The seating was first come first serve with the Clarks Sisters, Fred Hammond, and Vanessa Bell Armstrong playing in the theater house. Shortly after we had our choice of an EXCELLENT all-you-can-eat brunch buffet that included Fried Chicken Cutlets, Fried Catfish, Greens, Caesar salad with toppings, roasted potatoes, Fried Chicken Wingets, Macaroni and Cheese, Biscuits and Gravy, coffee, Orange juice, donuts, danishes, muffins, and fruit. The crowd was inter-cultural with gospel brunch regular participants and local music ministers in attendance.
Just after 1 p.m. we heard in the distance Anthony Clark Williams singing “Total Praise,” behind the veil of the stage curtain. As the song progressed, we were bathed in musical layers of orchestral accompaniment complete with dynamics and skilled singing. At the end of the song, the curtains lifted and Anthony posed, as the crowd erupted in applause. He then sang, “He’s Not Dead, He’s Alive,” a selection that pays homage to great such as the Jacksons. He was backed by D.C-based background vocalists who he calls the Vocal Ninjaz: Jeremy Lloyd, Clifton Ross III, and Jason Paul. The one-hour set included all of his hit gospel tracks the TONÉX catalogue such as “Work on Me,” “Make Me Over,” “God has not 4got,” and he even sung the classic hymn “I Need Thee, Oh I Need Thee.”

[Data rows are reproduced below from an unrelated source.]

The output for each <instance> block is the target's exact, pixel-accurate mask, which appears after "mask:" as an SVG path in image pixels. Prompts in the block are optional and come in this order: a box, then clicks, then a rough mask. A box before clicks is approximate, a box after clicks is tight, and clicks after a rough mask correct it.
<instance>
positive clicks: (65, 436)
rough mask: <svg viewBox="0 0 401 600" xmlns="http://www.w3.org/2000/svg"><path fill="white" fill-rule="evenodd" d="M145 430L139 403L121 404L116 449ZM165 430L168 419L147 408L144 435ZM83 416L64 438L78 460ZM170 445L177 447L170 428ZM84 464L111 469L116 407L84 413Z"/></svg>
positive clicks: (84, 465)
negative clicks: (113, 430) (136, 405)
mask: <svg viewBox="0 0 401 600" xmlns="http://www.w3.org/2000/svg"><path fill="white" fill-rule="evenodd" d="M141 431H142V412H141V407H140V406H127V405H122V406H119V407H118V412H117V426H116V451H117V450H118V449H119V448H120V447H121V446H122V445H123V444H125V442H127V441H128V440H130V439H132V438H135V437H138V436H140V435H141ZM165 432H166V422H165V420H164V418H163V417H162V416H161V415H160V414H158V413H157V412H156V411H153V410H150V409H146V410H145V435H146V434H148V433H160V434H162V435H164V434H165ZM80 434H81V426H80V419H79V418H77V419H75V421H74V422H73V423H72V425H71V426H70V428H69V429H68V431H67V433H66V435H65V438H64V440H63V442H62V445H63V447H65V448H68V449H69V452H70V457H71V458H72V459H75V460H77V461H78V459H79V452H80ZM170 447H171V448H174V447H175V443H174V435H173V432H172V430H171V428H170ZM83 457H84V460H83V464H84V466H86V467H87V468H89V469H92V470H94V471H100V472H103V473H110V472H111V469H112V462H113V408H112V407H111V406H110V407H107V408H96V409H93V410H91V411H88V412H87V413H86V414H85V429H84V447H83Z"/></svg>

The entire gospel brunch was energy packed, intentional, and nostalgic, showcasing Anthony Clark Williams’s strong 21st century contribution to gospel music. The quality with which he performed would make one would think that he was presenting in a much larger venue such as Jericho City of Praise or the Verizon Center. He ended the set with a new single entitled “Quench,” during which he demonstrated his virtuosic Pentecostal tambourine playing skills, as he rapidly sang “Stop quenching the spirit, stop quenching the spirit.” Anthony exhorted that there needs to be a revival. At one point he tossed the tambourine into the crowd to a loved one who caught it and continued the tambourine accompaniment. This last single was a foretaste of Williams’s new gospel album that he announced will be released in May 2014.